As palmeiras da ilha não eram adequadas para a construção de grandes barcos oceânicos, pelo que os habitantes ficaram completamente isolados. Ao longo dos 500 anos seguintes, derrubaram a maior parte das palmeiras e transformaram o melhor 1% da terra em hortas melhoradas com cobertura vegetal, além de usarem até mais 10% da terra para cultivar inhame, banana e cana-de-açúcar.
Todas as espécies agrícolas foram importadas, provavelmente naquela primeira viagem de 1200 d.C. Também importaram galinhas e uma espécie de rato; espécies que forneceram proteínas nos séculos subsequentes.

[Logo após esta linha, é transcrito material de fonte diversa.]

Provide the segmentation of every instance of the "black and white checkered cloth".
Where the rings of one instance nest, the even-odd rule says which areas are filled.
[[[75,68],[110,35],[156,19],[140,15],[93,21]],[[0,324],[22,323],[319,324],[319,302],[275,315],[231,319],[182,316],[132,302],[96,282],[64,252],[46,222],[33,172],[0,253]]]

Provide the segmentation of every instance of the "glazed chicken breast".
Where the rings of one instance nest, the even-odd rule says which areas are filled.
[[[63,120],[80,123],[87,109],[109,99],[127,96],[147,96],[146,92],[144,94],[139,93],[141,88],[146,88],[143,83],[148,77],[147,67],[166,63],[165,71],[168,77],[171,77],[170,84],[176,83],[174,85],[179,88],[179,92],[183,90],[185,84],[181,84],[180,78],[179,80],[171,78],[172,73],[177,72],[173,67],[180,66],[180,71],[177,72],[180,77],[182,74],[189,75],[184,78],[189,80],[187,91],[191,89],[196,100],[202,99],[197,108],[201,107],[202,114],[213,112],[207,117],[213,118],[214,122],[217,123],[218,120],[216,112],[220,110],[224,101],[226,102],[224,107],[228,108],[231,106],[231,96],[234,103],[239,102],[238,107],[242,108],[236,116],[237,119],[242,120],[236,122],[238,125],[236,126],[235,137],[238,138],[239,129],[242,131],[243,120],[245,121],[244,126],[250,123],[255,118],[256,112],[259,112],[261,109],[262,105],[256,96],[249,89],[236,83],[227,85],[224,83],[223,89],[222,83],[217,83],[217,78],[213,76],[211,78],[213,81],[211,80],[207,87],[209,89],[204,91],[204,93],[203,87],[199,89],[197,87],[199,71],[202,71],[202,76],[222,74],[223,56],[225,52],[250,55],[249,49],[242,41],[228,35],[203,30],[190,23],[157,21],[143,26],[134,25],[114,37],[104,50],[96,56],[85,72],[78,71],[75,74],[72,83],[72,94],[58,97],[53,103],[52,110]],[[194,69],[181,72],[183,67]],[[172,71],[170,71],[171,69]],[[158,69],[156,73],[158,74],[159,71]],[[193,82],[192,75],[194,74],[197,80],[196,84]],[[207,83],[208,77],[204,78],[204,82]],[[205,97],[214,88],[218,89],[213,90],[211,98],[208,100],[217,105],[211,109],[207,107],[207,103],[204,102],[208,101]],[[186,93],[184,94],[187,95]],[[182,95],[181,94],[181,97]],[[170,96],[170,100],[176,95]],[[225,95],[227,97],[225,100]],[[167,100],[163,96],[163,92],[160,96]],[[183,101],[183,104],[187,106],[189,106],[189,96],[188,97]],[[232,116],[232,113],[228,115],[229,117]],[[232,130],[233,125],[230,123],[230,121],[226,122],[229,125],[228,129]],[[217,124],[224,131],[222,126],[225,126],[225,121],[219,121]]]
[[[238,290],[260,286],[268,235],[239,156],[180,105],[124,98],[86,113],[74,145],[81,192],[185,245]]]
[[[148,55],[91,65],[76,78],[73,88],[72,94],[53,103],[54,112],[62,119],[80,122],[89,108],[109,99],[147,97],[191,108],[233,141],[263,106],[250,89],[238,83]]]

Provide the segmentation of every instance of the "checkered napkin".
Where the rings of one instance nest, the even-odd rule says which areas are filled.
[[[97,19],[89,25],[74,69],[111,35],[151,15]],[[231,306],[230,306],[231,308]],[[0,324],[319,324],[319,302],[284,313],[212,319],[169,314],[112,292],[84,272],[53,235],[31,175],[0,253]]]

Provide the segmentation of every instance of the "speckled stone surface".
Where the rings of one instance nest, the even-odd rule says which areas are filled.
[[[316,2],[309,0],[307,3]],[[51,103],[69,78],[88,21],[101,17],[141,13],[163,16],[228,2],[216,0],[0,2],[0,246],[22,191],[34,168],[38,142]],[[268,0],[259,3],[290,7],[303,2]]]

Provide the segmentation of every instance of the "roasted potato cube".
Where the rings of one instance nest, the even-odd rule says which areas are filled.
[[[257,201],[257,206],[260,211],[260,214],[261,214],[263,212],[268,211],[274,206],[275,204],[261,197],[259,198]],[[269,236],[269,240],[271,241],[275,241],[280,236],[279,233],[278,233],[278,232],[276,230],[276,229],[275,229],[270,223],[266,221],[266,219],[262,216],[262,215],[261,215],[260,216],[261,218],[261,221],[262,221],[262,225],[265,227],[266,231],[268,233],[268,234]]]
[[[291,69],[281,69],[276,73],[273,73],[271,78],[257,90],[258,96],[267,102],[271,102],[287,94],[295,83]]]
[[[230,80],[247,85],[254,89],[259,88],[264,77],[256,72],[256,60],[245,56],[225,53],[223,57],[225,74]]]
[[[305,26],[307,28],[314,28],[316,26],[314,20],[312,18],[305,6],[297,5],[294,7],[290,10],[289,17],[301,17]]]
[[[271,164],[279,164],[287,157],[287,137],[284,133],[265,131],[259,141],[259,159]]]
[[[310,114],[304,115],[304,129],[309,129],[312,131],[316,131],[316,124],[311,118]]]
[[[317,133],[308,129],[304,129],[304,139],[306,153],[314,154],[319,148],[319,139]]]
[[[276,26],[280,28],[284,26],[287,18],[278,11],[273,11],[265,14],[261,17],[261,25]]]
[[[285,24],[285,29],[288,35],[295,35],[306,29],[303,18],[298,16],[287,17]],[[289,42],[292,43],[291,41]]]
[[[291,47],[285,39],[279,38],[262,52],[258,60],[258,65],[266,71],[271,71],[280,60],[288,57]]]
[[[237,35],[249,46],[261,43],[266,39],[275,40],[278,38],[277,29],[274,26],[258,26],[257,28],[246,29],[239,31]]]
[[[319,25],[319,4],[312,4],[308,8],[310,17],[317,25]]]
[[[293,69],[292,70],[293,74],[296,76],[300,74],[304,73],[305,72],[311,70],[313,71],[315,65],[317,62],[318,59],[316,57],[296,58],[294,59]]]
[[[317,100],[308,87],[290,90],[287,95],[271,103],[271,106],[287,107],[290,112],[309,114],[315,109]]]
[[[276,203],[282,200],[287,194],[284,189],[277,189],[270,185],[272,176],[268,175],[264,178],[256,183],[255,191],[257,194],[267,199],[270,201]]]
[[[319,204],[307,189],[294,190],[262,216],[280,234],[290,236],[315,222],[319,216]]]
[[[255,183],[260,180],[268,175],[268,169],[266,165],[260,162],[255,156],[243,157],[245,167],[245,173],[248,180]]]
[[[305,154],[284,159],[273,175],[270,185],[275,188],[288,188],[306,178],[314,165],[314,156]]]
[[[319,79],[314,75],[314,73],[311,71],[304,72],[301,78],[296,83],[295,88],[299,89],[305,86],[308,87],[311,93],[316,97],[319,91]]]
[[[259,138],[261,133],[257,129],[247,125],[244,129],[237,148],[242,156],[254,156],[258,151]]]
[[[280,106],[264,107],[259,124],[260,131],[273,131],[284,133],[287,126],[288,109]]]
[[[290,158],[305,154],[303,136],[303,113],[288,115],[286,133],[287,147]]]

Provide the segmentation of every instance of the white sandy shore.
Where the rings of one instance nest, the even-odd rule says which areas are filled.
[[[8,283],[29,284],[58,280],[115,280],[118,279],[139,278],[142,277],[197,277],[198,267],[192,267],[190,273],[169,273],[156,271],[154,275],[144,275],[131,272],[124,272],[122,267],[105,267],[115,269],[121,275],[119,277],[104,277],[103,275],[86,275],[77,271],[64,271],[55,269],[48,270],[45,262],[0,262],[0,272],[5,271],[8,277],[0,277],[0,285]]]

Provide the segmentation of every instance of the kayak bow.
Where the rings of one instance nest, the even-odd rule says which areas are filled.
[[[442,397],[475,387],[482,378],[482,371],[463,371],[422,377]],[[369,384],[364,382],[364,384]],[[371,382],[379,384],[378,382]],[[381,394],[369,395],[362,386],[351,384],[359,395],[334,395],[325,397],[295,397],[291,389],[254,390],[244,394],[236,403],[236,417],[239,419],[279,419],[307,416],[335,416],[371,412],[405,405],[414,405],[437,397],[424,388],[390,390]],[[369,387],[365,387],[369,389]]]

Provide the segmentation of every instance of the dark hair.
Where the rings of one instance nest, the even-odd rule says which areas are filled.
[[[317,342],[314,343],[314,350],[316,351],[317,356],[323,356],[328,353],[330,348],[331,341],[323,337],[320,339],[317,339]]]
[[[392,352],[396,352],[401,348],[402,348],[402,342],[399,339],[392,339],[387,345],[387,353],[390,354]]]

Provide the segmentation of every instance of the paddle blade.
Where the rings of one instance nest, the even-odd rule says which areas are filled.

Foi necessária muita coragem, habilidade e determinação para descobrir e colonizar a Ilha de Páscoa, além de séculos de trabalho árduo e dedicação para manter uma sociedade estável e bem-sucedida.
Mas essa sociedade e a maioria dos seus membros não foram capazes de sobreviver à chegada de europeus violentos e portadores de doenças em meados do século XIX; muitos morreram de doenças europeias e outros foram sequestrados e escravizados.
Empresários europeus, incluindo britânicos, assumiram o controle da terra, transformando-a num vasto rancho, habitado por 50.000 ovelhas. Em última análise, foram essas ovelhas que destruíram o ambiente sobrevivente da Ilha de Páscoa e foram as doenças e a escravidão brutal que mataram a maioria dos seus habitantes.
Na década de 1860, 95% da população polinésia da Ilha de Páscoa estava morta ou foi forçada a partir. Mas, nos últimos 130 anos, a população indígena recuperou e representa agora 45% dos 7.800 habitantes da ilha, também conhecida como Rapa Nui – e parte do Chile desde 1888.
O estudo inovador, que refuta a teoria do ecocídio indígena, publicado ontem pela Avanços da Ciência, foi coautor dos arqueólogos americanos Dylan Davis (Universidade de Columbia), Robert DiNapoli (Universidade de Binghamton) e Terry Hunt (Universidade do Arizona), além de Gina Pakarati, uma pesquisadora indígena independente que vive na Ilha de Páscoa.